Afastamos de lado à passagem. "Foi uma das melhores fodas que demos". Talvez pelo inusitado,
com risco da sogra entrar de repente, e a ave gritando sem parar “eu te amo Antonio”.
Ela me amava eu pensei.
Mas depois á
tarde fiquei fulo da vida.
Lembrei de
outros detalhes: Flagrei várias vezes Dona Genoveva suspirando ao telefone. Sabe aquele rosto que
fazemos quando estamos degustando algo delicioso? Era o que eu via. Quando eu
apontava na porta ela desligava e sempre dizia:
-Minha mãe, coitada, morta de
saudade. Liga todos os dias.
Realmente era
sempre o número da sogra. Várias vezes confirmei na caixa postal. Coloquei a bina, depois que
recebi ligações fora de hora e quando eu atendia o “cara” do outro lado da
linha não falava. Era um silêncio
aterrador.
Vinha
procrastinando há muito tempo uma ação. Pensei em colocar um detetive em sua
cola. Segui-la dia e noite. Desisti depois que o detetive falou o preço
exorbitante. Complementou ainda algo que me deixou com mil pulgas atrás da
orelha: Ele disse sorrindo ao telefone, “cuidado! quem procura acha!”.
E acha viu!
Jogou o resto de espuma junto com o papel no lixo. Prepara outra espuma.
Continua:
Um dia
desses, tirei uma semana de férias.
Talvez pelo ócio ou pela leitura que dispus nesses dias, pois li toda a obra de
Nelson Rodrigues, tinha chagado há um questionamento crível:
“Toda mulher
trai?”. Perguntei olhando-me ao espelho:Até a Genô?
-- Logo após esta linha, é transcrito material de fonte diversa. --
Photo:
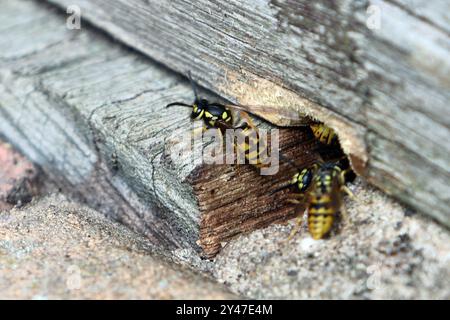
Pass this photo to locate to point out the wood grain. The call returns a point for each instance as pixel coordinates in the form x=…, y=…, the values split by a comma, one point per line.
x=91, y=114
x=384, y=90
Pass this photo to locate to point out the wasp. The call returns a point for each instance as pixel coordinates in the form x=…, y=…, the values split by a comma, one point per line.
x=214, y=115
x=324, y=134
x=219, y=116
x=319, y=190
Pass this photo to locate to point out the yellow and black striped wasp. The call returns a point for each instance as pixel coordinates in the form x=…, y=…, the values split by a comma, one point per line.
x=319, y=190
x=247, y=138
x=214, y=115
x=322, y=132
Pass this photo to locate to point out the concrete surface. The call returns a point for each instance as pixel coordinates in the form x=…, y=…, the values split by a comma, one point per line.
x=54, y=249
x=383, y=251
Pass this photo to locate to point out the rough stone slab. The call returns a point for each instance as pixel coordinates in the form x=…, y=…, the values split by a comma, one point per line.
x=57, y=249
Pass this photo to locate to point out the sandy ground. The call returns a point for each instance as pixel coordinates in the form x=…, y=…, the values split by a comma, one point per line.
x=55, y=249
x=382, y=251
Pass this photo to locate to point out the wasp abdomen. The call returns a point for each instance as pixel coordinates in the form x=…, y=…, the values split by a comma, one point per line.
x=320, y=216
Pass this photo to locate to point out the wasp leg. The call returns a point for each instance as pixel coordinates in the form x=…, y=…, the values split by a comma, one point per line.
x=300, y=197
x=344, y=213
x=296, y=229
x=198, y=132
x=349, y=193
x=248, y=120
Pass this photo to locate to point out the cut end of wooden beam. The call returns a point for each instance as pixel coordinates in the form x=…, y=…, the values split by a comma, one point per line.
x=237, y=199
x=291, y=110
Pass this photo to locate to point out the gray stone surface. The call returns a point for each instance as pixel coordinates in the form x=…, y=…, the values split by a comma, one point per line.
x=55, y=249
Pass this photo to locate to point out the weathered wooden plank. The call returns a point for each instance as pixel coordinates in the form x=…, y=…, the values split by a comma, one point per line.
x=91, y=114
x=381, y=87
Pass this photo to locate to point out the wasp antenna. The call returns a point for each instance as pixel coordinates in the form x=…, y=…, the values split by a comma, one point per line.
x=194, y=87
x=289, y=161
x=279, y=189
x=178, y=104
Era como eu a chamava nos
momentos íntimos. Ouvi até um dos personagens de Nelson falar jocosamente: “ A
mulher que nunca traiu voa!” “E eu nunca
vi nesses cinqüenta anos uma mulher voando, poxa!”.
Todos riram.
Menos o que estava tirando a barba. Era um risco.
De modo que
tinha já quase certeza. A certeza aumentou quando ela sonhando uma noite falou
um nome estranho, ou na véspera de viajar depilou-se toda, fez as sobrancelhas,
unhas, lavou os cabelos, comprou roupas novas, ficou mais carinhosa comigo, de
vez em quando eu a via olhando para mim com o olhar vazio ou nada, cantarolava
canções, sorria feito criança, exalava um cheiro de rosa doce e fresca.
E a
literatura diz que os primeiros sinais são imperceptíveis, como uma negação de sexo, com a desculpa de dor de cabeça, uma música cantada no rádio pela manhã, um
abrir de janela e exclamar com manhã linda faz lá fora ou mesmo o tempo
chuvoso, exprimir felicidade e etc e etc.
E agora
surgiu esse nome. Pelo menos o personagem já tem nome. Já é meio caminho andado quando são
denominados. Antônio. Antônio. Eu repetia em minha febre. Pois um homem desconfiado
fica febril, o vírus da desconfiança
tira o apetite, passa-se a falar sozinho, a testa começa a coçar, o pânico de aparecer
aquelas duas protuberâncias de ruminantes.
Assim parti
para a ação, era necessário descobrir o perfil físico e psicológico, para desenvolver
a história, de traição e dor, que se avizinhava. Todos
os detalhes se fundem na cabeça. As
histórias desde as mais simples às memoráveis tomam forma na cabeça. É só ir
desenvolvendo calmamente, palavras por palavras, como uma escada, degrau por
degrau. A estrutura já existe, é só ir
colocando os fatos, os personagens, na teia. A grande teia. Depois enredar para
que fique conciso e mais fácil a
degustação. Mais salutar. E a voz se
faz. Eis o estilo.
Mas isso não
se ganha da noite para o dia.
De modo que
logo pela manhã calcei o tênis (queria perder a barriga e agradá-la, mais
precisamente a mim mesmo) e com a desculpa de uma corrida fui pesquisar pela vizinhança.
Fiquei
sabendo de cinco. Cinco Antônio naquela cidadela.
Logo
encontrei o primeiro. Tonhão. Era leiteiro.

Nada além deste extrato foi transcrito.